Easiest day for engineers on-call everywhere except AWS staff. There’s nothing y...

darkwater · 2025-10-20T08:58:40 1760950720

Well, but tomorrow there will be CTOs asking for a contingency plan if AWS goes down, even if planning, preparing, executing and keeping it up to date as the infra evolves will cost more than the X hours of AWS outage.

There are certainly organizations for which that cost is lower than the overall damage of services being down due to AWS fault, but tomorrow we will hear CTOs from smaller orgs as well.

noir_lord · 2025-10-20T09:33:29 1760952809

They’ll ask, in a week they’ll have other priorities and in a month they’ll have forgotten about it.

This will hold until the next time AWS had a major outage, rinse and repeat.

darkwater · 2025-10-20T09:52:00 1760953920

It's so true it hurts. If you are new in any infra/platform management position you will be scared as hell this week. Then you will just learn that feeling will just disappear by itself in a few days.

noir_lord · 2025-10-20T12:17:51 1760962671

Yep, when I was a young programmer I lived in dread of an outage or worse been responsible for a serious bug in production, then I got to watch what happened when it happened to others (and that time I dropped the prod database at half past four on a Friday).

When everything is some varying degree of broken at all times been responsible for a brief uptick in the background brokenness isn't the drama you think it is.

It would be different if the systems I worked on where true life and death (ATC/Emergency Services etc) but in reality the blast radius from my fucking up somewhere is monetary and even at the biggest company I worked for constrained (while 100+K per hour from an outage sounds horrific - in reality the vast majority of that was made up when the service was back online, people still needed to order the thing in the end).

swat535 · 2025-10-20T18:19:55 1760984395

This applies to literally half of random "feature requests" and "tasks" that are urgent and needed to get done yesterday incoming from the business team..

brazukadev · 2025-10-20T09:15:48 1760951748

Lots of NextJS CTOs are gonna need to think about it for the first time too

mrits · 2025-10-20T11:30:21 1760959821

He will then give it to the CEO who says there is no budget for that

ranger207 · 2025-10-20T13:45:02 1760967902

Honestly? "Nothing because all our vendors are on us-east-1 too"
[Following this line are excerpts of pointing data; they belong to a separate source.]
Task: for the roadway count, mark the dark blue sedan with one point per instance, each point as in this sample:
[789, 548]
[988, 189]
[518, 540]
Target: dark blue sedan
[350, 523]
mvdtnz · 2025-10-20T09:53:12 1760953992

No really true for large systems. We are doing things like deploying mitigations to avoid scale-in (eg services not receiving traffic incorrectly autoscaling down), preparing services for the inevitable storm, managing various circuit breakers, changing service configurations to ease the flow of traffic through the system, etc. We currently have 64 engineers in our on-call room managing this. There's plenty of work to do.

fisf · 2025-10-20T12:27:36 1760963256

Well, some engineer somewhere made the recommendation to go with AWS, even tho it is more expensive than alternatives. That should raise some questions.

array_key_first · 2025-10-20T12:39:38 1760963978

Engineer maybe, executive swindled by sales team? Definitely.

devjam · 2025-10-20T22:16:09 1760998569

> Easiest day for engineers on-call everywhere

I have three words for you: cascading systems failure

aswegs8 · 2025-10-20T09:25:59 1760952359

Can confirm, pretty chill we can blame our current issues on AWS.

codeduck · 2025-10-20T08:53:35 1760950415

and by one I trust you mean a bottle.